The location of the gathering – Indoor gatherings generally pose more risk than outdoor gatherings. Indoor gatherings with poor ventilation pose more risk than those with good ventilation, such as those with open windows or doors.
The duration of the gathering – Gatherings that last longer pose more risk than shorter gatherings.
The number of people at the gathering – Gatherings with more people pose greater risk than gatherings with fewer people. CDC does not have a limit or recommend a specific number of attendees for gatherings. The Kentucky Cabinet for Health and Family Services, however, provided a directive on July 20, 2020 limiting gatherings to 10 people or fewer. https://governor.ky.gov/attachments/20200720_Order_Mass-Gatherings.pdf
The behaviors of attendees prior to the gathering – Gatherings with attendees who are not adhering to social distancing (staying at least 6 feet apart), wearing masks, washing hands, and engaging in other preventative behaviors pose more risk than gatherings with attendees who are engaging in these preventative behaviors.

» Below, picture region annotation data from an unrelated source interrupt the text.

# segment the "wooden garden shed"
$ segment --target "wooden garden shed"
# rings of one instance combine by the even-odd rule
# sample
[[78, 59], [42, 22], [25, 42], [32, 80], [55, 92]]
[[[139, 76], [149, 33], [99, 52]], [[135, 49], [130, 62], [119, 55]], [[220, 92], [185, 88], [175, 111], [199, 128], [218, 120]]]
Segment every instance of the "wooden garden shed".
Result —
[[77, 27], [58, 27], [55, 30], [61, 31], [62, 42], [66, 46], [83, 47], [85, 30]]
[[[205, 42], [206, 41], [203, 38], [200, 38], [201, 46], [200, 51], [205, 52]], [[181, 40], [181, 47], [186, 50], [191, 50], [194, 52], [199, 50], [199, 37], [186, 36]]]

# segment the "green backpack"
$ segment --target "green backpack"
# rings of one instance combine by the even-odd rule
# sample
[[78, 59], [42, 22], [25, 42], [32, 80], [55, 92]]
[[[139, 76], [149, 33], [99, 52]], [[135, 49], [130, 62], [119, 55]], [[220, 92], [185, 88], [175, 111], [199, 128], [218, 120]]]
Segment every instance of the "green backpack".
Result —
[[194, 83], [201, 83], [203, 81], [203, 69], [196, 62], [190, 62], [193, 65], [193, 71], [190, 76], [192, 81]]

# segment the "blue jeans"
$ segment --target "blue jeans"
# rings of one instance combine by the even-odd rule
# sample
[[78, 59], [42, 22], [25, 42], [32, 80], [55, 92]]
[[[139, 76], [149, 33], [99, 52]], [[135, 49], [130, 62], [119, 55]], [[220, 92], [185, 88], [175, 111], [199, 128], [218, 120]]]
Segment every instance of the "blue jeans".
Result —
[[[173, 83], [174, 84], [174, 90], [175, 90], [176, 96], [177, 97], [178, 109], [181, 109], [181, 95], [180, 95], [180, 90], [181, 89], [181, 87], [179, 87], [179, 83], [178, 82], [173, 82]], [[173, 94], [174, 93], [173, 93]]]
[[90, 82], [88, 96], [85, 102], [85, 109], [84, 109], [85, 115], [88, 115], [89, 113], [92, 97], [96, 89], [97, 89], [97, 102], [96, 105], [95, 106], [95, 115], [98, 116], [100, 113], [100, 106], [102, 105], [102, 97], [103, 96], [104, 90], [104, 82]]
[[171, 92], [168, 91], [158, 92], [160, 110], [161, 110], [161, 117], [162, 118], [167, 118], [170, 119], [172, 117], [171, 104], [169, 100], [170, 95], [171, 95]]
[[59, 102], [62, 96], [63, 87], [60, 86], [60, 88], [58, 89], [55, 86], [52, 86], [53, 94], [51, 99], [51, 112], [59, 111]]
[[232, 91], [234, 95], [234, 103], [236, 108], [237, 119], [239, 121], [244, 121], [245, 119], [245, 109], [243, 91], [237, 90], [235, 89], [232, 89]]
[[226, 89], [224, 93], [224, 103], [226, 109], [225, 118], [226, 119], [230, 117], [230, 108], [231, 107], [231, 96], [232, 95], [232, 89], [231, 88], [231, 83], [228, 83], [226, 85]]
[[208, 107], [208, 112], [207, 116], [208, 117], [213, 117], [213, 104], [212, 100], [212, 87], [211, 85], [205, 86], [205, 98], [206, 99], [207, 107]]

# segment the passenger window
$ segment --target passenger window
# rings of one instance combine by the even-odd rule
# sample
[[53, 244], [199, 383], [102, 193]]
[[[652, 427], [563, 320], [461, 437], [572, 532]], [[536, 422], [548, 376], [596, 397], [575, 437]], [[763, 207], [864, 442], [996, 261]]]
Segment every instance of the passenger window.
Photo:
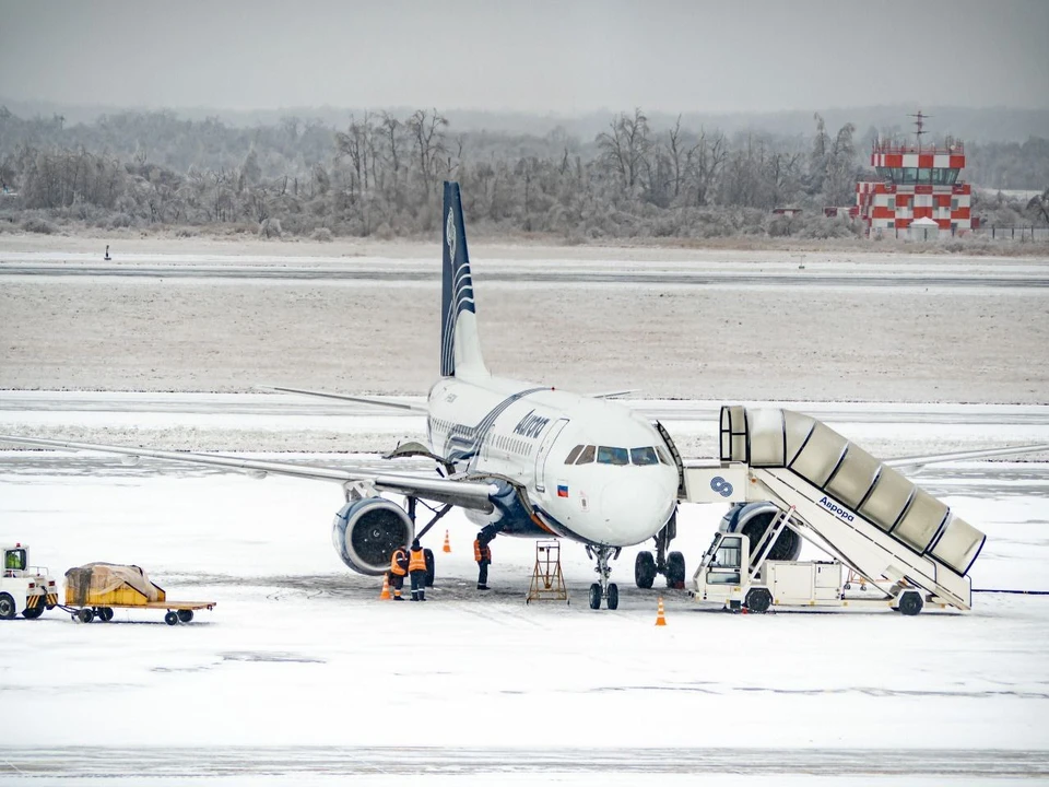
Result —
[[635, 465], [658, 465], [656, 449], [649, 446], [644, 448], [630, 448], [630, 461]]
[[611, 448], [609, 446], [598, 446], [599, 465], [629, 465], [630, 455], [626, 448]]

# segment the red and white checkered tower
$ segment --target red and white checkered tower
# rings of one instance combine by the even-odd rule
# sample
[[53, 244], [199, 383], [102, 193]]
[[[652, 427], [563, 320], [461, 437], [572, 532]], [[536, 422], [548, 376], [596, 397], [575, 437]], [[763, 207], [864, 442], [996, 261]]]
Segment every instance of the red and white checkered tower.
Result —
[[856, 185], [856, 204], [871, 235], [909, 227], [916, 219], [931, 219], [940, 232], [967, 233], [971, 188], [958, 180], [965, 167], [965, 145], [947, 137], [943, 146], [923, 144], [928, 115], [919, 111], [917, 142], [906, 144], [879, 140], [871, 151], [871, 166], [880, 178]]

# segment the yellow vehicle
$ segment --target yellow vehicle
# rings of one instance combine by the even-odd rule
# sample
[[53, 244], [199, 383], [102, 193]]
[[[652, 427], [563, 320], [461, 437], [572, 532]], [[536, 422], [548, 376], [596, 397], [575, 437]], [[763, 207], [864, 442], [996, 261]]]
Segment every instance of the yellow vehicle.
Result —
[[58, 606], [58, 588], [47, 568], [30, 565], [30, 548], [16, 543], [0, 547], [3, 568], [0, 575], [0, 620], [12, 620], [20, 613], [36, 620], [46, 609]]

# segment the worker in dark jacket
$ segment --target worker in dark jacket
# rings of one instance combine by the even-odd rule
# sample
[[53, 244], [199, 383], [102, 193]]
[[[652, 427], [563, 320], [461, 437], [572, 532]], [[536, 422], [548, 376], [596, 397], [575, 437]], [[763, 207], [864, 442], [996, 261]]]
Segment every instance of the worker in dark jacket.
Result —
[[408, 554], [408, 574], [412, 579], [412, 601], [426, 600], [426, 555], [419, 545], [419, 539], [412, 541]]
[[495, 538], [484, 530], [473, 541], [473, 559], [478, 562], [478, 590], [488, 589], [488, 565], [492, 563], [492, 548], [488, 543]]
[[408, 550], [398, 547], [390, 555], [390, 587], [393, 588], [393, 600], [403, 601], [401, 588], [404, 587], [404, 577], [408, 575]]

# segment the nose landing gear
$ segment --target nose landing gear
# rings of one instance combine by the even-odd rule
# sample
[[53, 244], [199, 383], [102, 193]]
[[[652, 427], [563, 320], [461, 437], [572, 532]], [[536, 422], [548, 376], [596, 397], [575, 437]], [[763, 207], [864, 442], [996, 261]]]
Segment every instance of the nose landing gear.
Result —
[[621, 551], [618, 547], [587, 545], [587, 556], [598, 562], [594, 571], [599, 579], [590, 586], [590, 609], [601, 609], [602, 599], [611, 610], [620, 606], [620, 588], [615, 583], [609, 582], [609, 577], [612, 575], [612, 569], [609, 567], [609, 559], [615, 560], [620, 556]]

The behaviors of attendees during the gathering – Gatherings with more preventive measures in place, such as mask wearing, social distancing, and hand washing, pose less risk than gatherings where fewer or no preventive measures are being implemented.
People who should not attend in-person holiday celebrations
People with or exposed to COVID-19: Do not host or participate in any in-person festivities if you or anyone in your household:
Has been diagnosed with COVID-19 and has not met the criteria for when it is safe to be around others
Has symptoms of COVID-19
Is waiting for COVID-19 viral test results
May have been exposed to someone with COVID-19 in the last 14 days
Is at increased risk of severe illness from COVID-19
People at increased risk for severe illness
If you are at increased risk of severe illness from COVID-19, or live or work with someone at increased risk of severe illness, you should:
Avoid in-person gatherings with people who do not live in your household.
Avoid larger gatherings and consider attending activities that pose lower risk (as described previously) if you decide to attend an in-person gathering with people who do not live in your household.